These days nearly everyone knows about both the costs involved in buying and selling real estate. For buyers, your primary expenses are going to be your down payment and closing costs that are associated with your home loan. For sellers, there are also closing costs including real estate agent commissions and tax stamps. However, the good news is there can be some savings when it comes to tax deductions for both sides of the transaction. Here is some information to review and make sure you are taking full advantage of your options.

Home Buyer Tax Deductions

Mortgage Interest – Some stipulations may have changed, but deducting your home’s mortgage interest in some capacity is still a healthy savings. For most, this will include nearly all of it. Especially earlier on in your loan’s term, this can be a large deduction.
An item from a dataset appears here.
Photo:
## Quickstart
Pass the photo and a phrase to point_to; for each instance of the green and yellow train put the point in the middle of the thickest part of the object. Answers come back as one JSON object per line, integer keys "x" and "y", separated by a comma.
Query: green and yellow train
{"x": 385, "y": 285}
Property Taxes – Depending on where you live exactly, your property taxes are typically deductible. This is also true for your second home should you have one. In the interest of saving on your actual tax bill, double check to see if you qualify for your town’s exemptions.

Private Mortgage Insurance –  For homeowners with less than 20% equity in their homes, they are required to carry private mortgage insurance or “PMI.” Depending on your income, PMI is usually a tax deductible item. Note: You can terminate PMI once your home has appreciated enough to have met the equity requirements from your particular mortgage lender.
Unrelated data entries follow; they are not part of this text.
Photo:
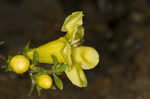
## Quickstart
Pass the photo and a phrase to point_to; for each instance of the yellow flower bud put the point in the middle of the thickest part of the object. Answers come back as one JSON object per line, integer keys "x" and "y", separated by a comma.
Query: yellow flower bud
{"x": 76, "y": 76}
{"x": 87, "y": 57}
{"x": 72, "y": 21}
{"x": 59, "y": 48}
{"x": 44, "y": 81}
{"x": 19, "y": 64}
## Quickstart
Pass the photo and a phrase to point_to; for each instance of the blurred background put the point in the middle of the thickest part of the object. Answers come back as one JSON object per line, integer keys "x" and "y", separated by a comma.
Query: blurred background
{"x": 118, "y": 29}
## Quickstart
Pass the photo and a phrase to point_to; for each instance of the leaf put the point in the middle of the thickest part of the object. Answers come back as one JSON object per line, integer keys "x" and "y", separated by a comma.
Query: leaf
{"x": 55, "y": 61}
{"x": 58, "y": 82}
{"x": 35, "y": 58}
{"x": 26, "y": 49}
{"x": 53, "y": 87}
{"x": 9, "y": 59}
{"x": 61, "y": 68}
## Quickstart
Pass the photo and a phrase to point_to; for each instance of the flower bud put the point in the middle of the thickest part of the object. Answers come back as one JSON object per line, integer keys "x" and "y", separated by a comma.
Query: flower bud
{"x": 87, "y": 57}
{"x": 19, "y": 64}
{"x": 76, "y": 76}
{"x": 59, "y": 48}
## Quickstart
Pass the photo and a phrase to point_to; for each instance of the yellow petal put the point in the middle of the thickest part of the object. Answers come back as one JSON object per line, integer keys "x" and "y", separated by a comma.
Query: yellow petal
{"x": 86, "y": 56}
{"x": 76, "y": 76}
{"x": 59, "y": 48}
{"x": 72, "y": 21}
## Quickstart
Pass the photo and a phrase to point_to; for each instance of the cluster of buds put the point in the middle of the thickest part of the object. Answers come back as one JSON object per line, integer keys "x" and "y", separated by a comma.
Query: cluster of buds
{"x": 68, "y": 51}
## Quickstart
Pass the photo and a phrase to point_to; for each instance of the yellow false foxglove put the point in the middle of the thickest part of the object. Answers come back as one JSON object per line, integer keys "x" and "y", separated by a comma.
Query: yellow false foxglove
{"x": 86, "y": 56}
{"x": 59, "y": 48}
{"x": 76, "y": 75}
Points – Mortgage points can be a great option as some buyers can buy down their interest rate this way if they anticipate being in their new home long term. Make sure to record any points you have purchased on your taxes for a savings.

Energy Upgrades – There are tax credits available for some energy improvements. Things like solar panels, solar water heaters and similar often have credits available. Check with your accountant for ones that are currently offering the most incentives.

Home Equity Loan – Before you consider charging a large home improvement project on a credit card, consider taking out a home equity loan or HELOC. Just like interest on your primary mortgage, this is very similar where you can deduct the interest on your taxes.

Home Seller Deductions

Closing costs – Most costs related to the sale including legal fees, escrow fees, advertising costs, real estate agent commissions and even home staging fees can be deducted on your tax filing.

Home improvements – If you make improvements to your home to make it more marketable like painting and/or repairs then you can deduct these so long as you made these within 90 days of closing. Make sure to keep your receipts!

Mortgage interest – You can deduct the interest on your primary mortgage (up to a max of $750,000) for the portion of the year that you owned your property.

Capital gains – This is more of an exclusion rather than a deduction. If you have lived in your home at least two of the past five years, then you can exclude up to $250,000 of profit gains on your property or up to $500,000 if you are married.